Australia: List w butelce na plaży. Autorem jest Polak
Na list zamknięty w szklanej butelce natknęła się Stella Thomas, strażniczka w Tasmanian Parks and Wildlife Service.
Kobieta zbierała szczątki morskie z brzegów położonej na południowych krańcach Oceanu Spokojnego wyspy Macquarie. Nagle Thomas zauważyła zaplątaną w wodorosty butelkę z nienaruszonym korkiem. W środku znajdowała się kartka papieru.
Za pomocą kleszczyków udało się ją wydostać z butelki, ale na pierwszy rzut oka kartka wyglądała na pustą. "Myśleliśmy, że to żart, że na papierze nic nie napisano. Próbowaliśmy różnych rzeczy" - wspomina strażniczka, cytowana przez ABC News.
Zapisaną na niej wiadomość odczytano dopiero, gdy papier zamalowano ołówkiem.

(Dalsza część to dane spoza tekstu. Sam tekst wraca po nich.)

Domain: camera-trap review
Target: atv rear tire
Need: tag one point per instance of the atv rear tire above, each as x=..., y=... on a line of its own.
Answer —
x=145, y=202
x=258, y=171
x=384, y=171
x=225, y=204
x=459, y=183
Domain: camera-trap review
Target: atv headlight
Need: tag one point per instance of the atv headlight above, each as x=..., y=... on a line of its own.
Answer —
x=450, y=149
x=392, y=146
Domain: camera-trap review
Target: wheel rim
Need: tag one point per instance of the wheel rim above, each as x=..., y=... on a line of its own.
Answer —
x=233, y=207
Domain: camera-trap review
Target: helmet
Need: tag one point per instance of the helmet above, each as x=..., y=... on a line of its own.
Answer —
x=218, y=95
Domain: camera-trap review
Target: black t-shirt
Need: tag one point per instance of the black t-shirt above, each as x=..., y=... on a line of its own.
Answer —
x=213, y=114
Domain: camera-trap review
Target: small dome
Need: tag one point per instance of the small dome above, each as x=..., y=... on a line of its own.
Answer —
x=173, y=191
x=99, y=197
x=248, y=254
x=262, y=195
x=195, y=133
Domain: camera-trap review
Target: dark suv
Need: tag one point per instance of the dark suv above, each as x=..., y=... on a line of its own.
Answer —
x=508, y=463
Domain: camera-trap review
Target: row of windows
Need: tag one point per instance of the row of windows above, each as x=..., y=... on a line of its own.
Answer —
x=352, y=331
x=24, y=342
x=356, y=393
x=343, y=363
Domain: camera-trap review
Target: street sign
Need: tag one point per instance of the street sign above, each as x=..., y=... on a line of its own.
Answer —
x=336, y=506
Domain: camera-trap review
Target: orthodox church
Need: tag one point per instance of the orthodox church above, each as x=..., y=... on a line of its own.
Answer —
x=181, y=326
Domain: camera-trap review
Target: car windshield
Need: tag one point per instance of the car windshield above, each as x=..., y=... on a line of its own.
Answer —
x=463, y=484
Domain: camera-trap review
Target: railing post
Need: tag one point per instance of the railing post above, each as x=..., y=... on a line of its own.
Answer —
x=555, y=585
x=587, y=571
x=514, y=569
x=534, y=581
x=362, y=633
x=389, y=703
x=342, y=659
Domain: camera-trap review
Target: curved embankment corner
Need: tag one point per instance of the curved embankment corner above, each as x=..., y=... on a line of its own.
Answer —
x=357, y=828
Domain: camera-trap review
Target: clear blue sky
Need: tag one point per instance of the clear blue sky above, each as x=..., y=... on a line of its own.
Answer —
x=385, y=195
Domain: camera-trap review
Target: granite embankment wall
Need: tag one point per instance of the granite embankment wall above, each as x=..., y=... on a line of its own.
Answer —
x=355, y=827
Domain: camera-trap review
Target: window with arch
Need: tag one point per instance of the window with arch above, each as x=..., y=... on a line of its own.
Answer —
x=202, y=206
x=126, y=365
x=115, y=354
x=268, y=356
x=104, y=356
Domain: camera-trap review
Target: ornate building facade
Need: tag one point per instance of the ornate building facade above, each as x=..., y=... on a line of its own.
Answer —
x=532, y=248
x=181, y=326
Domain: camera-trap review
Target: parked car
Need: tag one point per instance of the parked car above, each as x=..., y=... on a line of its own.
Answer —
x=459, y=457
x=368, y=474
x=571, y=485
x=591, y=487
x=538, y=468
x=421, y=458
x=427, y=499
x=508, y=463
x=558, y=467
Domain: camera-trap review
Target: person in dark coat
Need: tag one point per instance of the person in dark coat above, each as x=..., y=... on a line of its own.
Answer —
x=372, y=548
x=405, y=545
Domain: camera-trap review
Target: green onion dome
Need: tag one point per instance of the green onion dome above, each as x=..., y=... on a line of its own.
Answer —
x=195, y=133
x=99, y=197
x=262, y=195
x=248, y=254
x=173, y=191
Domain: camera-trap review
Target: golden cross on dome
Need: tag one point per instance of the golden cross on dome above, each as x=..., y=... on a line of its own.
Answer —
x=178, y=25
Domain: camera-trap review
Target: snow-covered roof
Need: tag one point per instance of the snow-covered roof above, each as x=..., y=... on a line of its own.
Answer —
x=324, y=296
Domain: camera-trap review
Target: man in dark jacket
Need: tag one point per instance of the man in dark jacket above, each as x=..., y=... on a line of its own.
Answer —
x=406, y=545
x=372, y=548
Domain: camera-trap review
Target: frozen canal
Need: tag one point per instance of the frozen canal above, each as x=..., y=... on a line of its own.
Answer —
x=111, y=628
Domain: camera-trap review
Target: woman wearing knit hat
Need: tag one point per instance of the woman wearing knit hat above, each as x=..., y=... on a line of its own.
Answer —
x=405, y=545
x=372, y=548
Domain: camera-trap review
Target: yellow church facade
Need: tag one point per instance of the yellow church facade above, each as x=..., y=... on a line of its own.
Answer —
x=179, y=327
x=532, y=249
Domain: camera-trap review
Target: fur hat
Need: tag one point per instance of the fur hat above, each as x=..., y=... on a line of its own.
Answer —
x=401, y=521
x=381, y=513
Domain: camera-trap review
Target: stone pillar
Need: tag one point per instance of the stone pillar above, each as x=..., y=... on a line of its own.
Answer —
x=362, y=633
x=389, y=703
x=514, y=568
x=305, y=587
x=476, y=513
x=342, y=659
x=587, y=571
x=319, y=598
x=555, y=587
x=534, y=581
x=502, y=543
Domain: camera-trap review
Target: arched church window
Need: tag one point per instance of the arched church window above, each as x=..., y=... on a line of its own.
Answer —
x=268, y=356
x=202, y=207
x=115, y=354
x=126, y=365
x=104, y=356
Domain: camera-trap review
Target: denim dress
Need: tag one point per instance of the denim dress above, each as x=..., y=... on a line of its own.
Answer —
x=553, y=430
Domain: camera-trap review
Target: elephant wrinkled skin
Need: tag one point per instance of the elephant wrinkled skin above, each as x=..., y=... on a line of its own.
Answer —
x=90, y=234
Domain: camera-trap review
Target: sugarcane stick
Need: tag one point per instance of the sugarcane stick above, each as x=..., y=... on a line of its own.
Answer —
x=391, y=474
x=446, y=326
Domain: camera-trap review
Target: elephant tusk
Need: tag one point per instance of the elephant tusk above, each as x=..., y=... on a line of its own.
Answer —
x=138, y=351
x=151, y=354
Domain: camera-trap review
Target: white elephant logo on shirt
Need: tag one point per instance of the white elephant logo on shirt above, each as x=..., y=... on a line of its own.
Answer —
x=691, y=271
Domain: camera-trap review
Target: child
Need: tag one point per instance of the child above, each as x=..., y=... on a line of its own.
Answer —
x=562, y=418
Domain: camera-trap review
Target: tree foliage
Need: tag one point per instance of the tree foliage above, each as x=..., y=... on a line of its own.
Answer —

Oczom strażniczki i jej kolegów ukazał się tekst: "Cześć, nazywam się (nieczytelne). Jestem z Polski (Europy). Jestem w czasie podróży na wyspę Bouvet. Dzisiaj jest 6 kwietnia 2015 r. Jeśli znajdziesz tę wiadomość, wyślij maila. Mój adres e-mail to (nieczytelne). Dziękuję".
Podany adres kończył się na .pl, co pozwala przypuszczać, że autorem listu jest polski turysta.
Strażnicy ustalili, że rzeczywiście w kwietniu 2015 roku odbywał się rejs wycieczkowy na bezludną wyspę Bouvet, która znajduje się w połowie drogi między RPA a Antarktydą. Teren otoczony jest wysokimi klifami lodowcowymi.
Tożsamość autora wciąż pozostaje nieznana.